Le Yukon Arctic Ultra? Une idée de «barjots», comme il le dit, germée au cours d’une nuit de «décompression» à Las Vegas en compagnie des Vaudois Patrick Sumi et Hervé Acosta, alter ego avec lesquels il venait de s’offrir une «balade» de six jours et 273 km dans le Grand Canyon et la chaleur de l’Utah, un autre défi «ultra-trailesque» de barjots. «Après deux ou trois bières, on s’est dit: «Pourquoi ne pas tester d’autres conditions et aller dans le froid.» C’est là qu’on a décidé de partir pour le Yukon, sans trop savoir où ça se trouvait», sourit Victor Hugo Docarmo.
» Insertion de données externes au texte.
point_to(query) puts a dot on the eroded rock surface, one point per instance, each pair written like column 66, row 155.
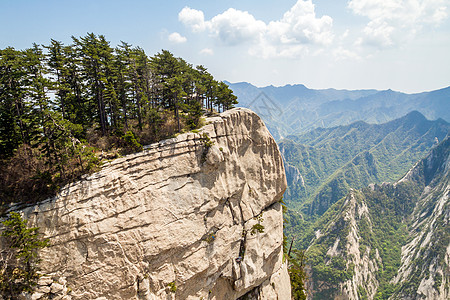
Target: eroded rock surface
column 175, row 221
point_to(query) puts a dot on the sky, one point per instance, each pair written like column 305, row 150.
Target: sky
column 402, row 45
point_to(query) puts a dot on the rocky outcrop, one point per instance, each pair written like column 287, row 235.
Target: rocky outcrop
column 183, row 219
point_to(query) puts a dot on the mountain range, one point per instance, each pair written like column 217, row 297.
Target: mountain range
column 294, row 109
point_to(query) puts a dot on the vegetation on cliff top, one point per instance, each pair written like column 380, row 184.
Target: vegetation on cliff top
column 63, row 105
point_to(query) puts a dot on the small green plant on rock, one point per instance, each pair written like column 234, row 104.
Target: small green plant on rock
column 209, row 238
column 258, row 227
column 172, row 287
column 207, row 143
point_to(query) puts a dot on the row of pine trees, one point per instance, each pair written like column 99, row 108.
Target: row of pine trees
column 61, row 103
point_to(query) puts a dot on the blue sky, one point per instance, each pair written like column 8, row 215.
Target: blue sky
column 398, row 44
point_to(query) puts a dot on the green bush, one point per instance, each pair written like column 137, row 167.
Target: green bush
column 20, row 263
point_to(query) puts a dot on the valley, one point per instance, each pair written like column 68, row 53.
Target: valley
column 368, row 231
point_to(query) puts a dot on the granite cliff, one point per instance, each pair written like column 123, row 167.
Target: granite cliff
column 184, row 219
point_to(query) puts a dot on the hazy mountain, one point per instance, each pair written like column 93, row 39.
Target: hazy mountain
column 388, row 240
column 294, row 109
column 323, row 164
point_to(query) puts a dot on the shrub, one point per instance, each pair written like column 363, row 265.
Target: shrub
column 19, row 263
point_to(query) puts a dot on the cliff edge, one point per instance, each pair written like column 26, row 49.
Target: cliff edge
column 183, row 219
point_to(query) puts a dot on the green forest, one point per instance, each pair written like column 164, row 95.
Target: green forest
column 65, row 108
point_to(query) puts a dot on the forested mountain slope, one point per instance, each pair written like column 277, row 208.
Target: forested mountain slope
column 294, row 109
column 387, row 241
column 65, row 108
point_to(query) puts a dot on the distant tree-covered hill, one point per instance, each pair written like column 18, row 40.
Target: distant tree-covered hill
column 294, row 109
column 324, row 164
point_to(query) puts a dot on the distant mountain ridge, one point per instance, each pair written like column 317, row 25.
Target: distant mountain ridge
column 389, row 240
column 294, row 109
column 332, row 160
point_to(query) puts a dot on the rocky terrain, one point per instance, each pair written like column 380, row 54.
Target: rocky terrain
column 389, row 240
column 194, row 217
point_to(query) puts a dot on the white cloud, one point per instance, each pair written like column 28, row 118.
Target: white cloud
column 300, row 25
column 192, row 18
column 341, row 53
column 291, row 36
column 391, row 22
column 177, row 38
column 207, row 51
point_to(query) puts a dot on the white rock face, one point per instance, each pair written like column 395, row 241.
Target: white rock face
column 175, row 221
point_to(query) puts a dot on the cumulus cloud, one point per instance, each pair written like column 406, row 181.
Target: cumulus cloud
column 290, row 36
column 207, row 51
column 177, row 38
column 341, row 53
column 393, row 21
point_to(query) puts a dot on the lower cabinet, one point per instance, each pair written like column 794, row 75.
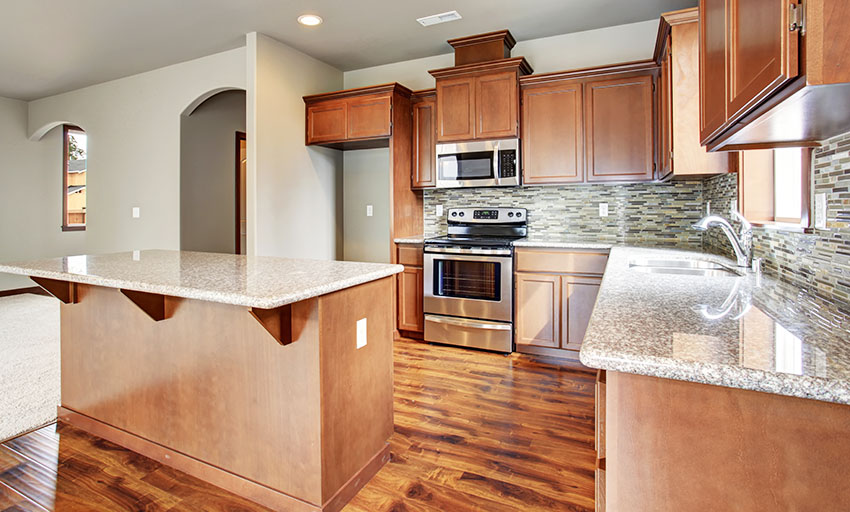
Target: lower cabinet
column 555, row 295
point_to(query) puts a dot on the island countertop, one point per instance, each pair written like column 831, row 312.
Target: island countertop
column 742, row 332
column 252, row 281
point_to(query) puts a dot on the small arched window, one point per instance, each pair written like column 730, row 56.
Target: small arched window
column 74, row 148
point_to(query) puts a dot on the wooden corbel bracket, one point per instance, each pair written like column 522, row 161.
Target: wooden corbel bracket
column 65, row 291
column 153, row 304
column 277, row 321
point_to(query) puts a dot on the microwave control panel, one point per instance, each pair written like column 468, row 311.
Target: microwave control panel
column 507, row 163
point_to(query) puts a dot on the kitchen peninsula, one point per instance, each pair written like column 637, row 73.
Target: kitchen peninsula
column 269, row 377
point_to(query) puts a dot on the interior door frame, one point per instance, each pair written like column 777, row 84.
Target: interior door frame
column 240, row 136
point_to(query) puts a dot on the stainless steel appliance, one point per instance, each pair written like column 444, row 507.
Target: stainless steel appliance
column 492, row 163
column 469, row 278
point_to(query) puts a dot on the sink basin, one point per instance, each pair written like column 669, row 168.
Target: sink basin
column 691, row 267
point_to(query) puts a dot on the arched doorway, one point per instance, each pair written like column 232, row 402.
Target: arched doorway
column 212, row 190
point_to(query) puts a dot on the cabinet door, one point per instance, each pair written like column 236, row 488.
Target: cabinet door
column 552, row 140
column 455, row 109
column 369, row 117
column 538, row 315
column 712, row 67
column 496, row 100
column 578, row 297
column 619, row 129
column 424, row 141
column 326, row 121
column 410, row 294
column 762, row 52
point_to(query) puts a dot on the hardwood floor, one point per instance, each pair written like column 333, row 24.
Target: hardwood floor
column 473, row 431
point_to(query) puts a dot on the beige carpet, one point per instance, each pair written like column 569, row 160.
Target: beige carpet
column 29, row 362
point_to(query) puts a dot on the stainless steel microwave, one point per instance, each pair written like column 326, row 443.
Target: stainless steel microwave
column 490, row 163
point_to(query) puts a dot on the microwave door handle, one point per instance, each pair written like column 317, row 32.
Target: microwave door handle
column 463, row 322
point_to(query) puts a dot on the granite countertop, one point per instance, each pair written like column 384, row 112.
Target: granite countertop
column 745, row 332
column 260, row 282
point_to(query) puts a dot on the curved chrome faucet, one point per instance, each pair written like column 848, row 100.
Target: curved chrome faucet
column 742, row 244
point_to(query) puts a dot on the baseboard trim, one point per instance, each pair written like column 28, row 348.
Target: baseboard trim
column 36, row 290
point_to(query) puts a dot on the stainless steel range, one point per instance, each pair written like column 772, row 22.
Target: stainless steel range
column 469, row 278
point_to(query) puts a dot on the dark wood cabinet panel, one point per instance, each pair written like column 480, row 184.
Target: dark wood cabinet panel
column 326, row 122
column 369, row 116
column 424, row 143
column 456, row 109
column 762, row 51
column 552, row 140
column 619, row 129
column 496, row 105
column 410, row 295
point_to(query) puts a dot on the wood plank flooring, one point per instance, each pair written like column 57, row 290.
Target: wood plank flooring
column 473, row 431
De là à affirmer que cette nuit à Vegas a débouché sur un «very bad trip», il y a un pas que le Vaudois d’adoption a pratiquement franchi. S’élancer de White Horse, la capitale du Yukon, pour rejoindre Pelly Crossing 482 km plus au nord en une seule étape et avec son matériel de survie à traîner sur une pulka (une luge-traîneau, ndlr) de 20 kilos: si ce n’est pas un «very bad trip», cela y ressemble à s’y méprendre. Mais attention, à la mode Victor Hugo Docarmo: préparé avec le souci du moindre détail. Avec, aussi, un entraînement de six jours sur sept à longueur d’année.

«En partant de Whitehorse, il faisait –5 degrés. Deux jours après, au checkpoint des 160 km, il faisait –35 degrés et on nous annonçait des températures extrêmes pouvant descendre jusqu’à –55 degrés.»
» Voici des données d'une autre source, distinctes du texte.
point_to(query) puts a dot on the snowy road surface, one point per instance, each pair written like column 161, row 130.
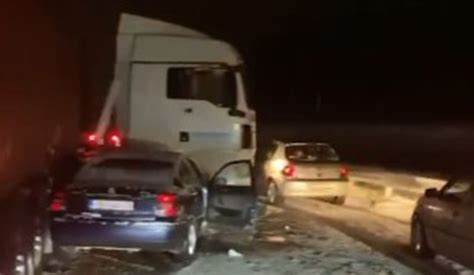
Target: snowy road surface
column 287, row 242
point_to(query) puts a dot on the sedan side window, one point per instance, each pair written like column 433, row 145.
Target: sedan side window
column 460, row 190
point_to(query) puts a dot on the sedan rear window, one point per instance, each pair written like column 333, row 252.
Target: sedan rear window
column 311, row 153
column 127, row 170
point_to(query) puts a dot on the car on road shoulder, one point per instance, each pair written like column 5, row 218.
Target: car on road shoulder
column 140, row 197
column 21, row 239
column 305, row 170
column 443, row 222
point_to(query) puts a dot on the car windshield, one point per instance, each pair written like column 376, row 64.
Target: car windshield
column 117, row 171
column 311, row 153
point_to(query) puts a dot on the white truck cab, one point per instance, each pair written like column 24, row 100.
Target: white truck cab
column 182, row 88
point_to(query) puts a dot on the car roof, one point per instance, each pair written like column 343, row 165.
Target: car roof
column 137, row 149
column 305, row 143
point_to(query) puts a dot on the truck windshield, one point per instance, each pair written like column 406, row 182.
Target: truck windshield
column 216, row 85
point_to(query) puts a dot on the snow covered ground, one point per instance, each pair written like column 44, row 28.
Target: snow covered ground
column 287, row 242
column 290, row 244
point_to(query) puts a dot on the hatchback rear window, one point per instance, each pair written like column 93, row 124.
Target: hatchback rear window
column 311, row 153
column 127, row 170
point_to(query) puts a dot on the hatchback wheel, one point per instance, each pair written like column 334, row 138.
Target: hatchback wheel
column 418, row 240
column 273, row 195
column 24, row 264
column 339, row 200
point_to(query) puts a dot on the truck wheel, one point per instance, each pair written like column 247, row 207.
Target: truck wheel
column 339, row 200
column 418, row 240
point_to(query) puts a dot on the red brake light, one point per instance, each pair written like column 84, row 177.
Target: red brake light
column 289, row 170
column 344, row 171
column 58, row 203
column 115, row 139
column 166, row 203
column 91, row 139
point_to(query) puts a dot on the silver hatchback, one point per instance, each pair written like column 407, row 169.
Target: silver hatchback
column 305, row 170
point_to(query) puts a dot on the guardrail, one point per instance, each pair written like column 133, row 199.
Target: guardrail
column 388, row 193
column 383, row 184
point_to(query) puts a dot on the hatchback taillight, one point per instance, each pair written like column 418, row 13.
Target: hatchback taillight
column 58, row 202
column 166, row 205
column 289, row 170
column 344, row 171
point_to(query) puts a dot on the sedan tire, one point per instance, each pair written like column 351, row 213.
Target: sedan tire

«Il y a un côté sombre dans l’extrême, au moment où tu perds la notion de pourquoi tu es là»

Victor Hugo Docarmo

Ses deux compagnons décident de s’arrêter. Victor Hugo, lui, poursuit l’aventure. «Avec le froid, la pulka ne glissait pas. J’ai mis 28 heures et deux nuits sans dormir pour faire 70 km à travers un lac gelé de la longueur du Léman.» A part deux loups, il ne croise personne. «Je n’ai pas de téléphone, pas de radio, juste une balise de survie et mon thermomètre est cassé. A ce moment extrême, je n’ai pas le temps de penser à la peur. Je dois penser à deux choses: survivre et avancer; avancer et survivre.»
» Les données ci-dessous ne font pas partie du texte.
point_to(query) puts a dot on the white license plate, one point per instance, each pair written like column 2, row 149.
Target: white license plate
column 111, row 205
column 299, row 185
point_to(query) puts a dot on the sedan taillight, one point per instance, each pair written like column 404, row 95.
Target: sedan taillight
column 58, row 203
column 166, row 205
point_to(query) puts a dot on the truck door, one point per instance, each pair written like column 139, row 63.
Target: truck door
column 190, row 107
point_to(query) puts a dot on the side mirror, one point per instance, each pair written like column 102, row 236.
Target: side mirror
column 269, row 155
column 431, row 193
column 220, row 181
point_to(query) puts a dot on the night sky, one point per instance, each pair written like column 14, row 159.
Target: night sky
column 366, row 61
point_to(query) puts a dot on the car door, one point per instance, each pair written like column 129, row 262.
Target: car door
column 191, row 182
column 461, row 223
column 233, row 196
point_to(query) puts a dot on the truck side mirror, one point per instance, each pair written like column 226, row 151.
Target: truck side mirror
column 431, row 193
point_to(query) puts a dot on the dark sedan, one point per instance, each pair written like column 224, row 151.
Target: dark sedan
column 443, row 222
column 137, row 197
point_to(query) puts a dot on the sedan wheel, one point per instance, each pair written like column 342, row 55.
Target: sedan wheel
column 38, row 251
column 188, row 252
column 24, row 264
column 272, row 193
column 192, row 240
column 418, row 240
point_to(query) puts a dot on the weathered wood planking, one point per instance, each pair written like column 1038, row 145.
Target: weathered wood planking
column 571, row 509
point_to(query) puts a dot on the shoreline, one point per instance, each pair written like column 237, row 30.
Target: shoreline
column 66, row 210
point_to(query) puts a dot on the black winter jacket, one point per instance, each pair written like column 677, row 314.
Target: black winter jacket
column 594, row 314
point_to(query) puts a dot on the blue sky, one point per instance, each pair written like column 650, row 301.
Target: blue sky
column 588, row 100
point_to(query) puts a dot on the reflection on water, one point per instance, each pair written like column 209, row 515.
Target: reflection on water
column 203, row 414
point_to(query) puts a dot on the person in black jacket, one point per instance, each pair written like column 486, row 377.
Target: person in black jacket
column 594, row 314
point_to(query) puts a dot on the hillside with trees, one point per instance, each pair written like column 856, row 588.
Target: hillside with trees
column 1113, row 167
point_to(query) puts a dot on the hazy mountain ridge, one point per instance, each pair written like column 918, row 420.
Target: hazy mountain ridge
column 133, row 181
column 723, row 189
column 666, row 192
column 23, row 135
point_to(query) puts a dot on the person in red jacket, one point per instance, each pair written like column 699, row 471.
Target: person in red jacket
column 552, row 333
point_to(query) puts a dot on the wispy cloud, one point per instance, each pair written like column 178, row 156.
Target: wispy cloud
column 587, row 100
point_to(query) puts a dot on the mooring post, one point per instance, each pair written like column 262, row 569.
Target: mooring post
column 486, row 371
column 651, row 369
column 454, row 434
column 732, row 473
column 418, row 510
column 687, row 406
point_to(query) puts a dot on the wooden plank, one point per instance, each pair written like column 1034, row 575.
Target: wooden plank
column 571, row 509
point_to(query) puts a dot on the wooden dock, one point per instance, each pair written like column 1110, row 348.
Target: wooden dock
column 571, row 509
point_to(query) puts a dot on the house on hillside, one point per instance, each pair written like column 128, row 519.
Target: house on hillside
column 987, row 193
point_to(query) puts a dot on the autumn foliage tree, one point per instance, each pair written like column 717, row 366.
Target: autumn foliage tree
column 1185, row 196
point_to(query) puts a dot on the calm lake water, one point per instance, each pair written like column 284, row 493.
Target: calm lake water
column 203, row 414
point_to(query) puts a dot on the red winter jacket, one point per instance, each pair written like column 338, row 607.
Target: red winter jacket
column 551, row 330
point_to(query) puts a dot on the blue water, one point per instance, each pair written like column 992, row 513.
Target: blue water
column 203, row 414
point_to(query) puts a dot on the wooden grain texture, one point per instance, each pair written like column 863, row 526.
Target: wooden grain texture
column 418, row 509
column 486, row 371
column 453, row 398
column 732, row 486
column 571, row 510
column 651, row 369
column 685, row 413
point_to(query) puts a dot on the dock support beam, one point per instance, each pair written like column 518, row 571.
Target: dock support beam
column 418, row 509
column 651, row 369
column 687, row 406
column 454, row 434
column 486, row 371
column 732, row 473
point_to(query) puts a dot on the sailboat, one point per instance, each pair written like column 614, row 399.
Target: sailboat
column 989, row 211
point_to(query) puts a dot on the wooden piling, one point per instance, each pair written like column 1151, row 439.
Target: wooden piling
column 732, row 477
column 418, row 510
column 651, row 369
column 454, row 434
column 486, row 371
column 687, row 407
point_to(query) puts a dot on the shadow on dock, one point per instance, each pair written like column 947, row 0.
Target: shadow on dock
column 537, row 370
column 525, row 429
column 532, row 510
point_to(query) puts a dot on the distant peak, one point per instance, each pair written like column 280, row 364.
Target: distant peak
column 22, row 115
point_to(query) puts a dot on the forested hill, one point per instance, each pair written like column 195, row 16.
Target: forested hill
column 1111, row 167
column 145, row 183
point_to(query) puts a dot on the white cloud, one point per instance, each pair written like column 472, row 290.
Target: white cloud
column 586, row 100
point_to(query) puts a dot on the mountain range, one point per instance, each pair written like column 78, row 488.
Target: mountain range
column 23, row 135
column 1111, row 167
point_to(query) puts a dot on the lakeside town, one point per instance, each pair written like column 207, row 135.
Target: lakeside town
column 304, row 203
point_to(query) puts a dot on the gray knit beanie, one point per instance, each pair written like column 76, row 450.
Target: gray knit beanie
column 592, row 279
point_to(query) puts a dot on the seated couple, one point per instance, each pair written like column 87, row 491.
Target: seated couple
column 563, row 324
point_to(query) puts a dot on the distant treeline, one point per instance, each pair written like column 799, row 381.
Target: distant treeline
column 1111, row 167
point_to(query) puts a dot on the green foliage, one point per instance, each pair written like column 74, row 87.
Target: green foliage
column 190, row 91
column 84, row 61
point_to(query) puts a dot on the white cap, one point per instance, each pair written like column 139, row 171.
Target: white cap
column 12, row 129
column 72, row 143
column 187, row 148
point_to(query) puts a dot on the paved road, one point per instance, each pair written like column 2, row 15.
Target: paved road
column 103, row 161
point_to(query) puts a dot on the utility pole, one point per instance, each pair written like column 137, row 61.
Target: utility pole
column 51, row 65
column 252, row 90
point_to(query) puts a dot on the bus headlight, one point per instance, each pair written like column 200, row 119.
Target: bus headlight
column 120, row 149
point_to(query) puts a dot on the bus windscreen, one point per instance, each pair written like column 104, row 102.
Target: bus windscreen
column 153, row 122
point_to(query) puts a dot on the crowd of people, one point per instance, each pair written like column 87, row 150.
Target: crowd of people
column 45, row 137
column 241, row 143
Victor Hugo Docarmo n’est pas arrivé au bout des 300 miles. Avec des températures estimées à –60 degrés sur le lac, il est victime d’un début de gelures aux pouces. Son aventure s’achève au prochain point de contrôle médical, à une centaine de kilomètres du but. «Il n’y a aucune autre compétition que je n’ai pas terminée et je compte bien revenir», dit-il avant de promettre: «Pas pour la course des 482 km, mais pour celle des 800 km qui a lieu tous les deux ans.» Quand on vous disait que Victor Hugo Docarmo est un roman d’aventures à lui tout seul.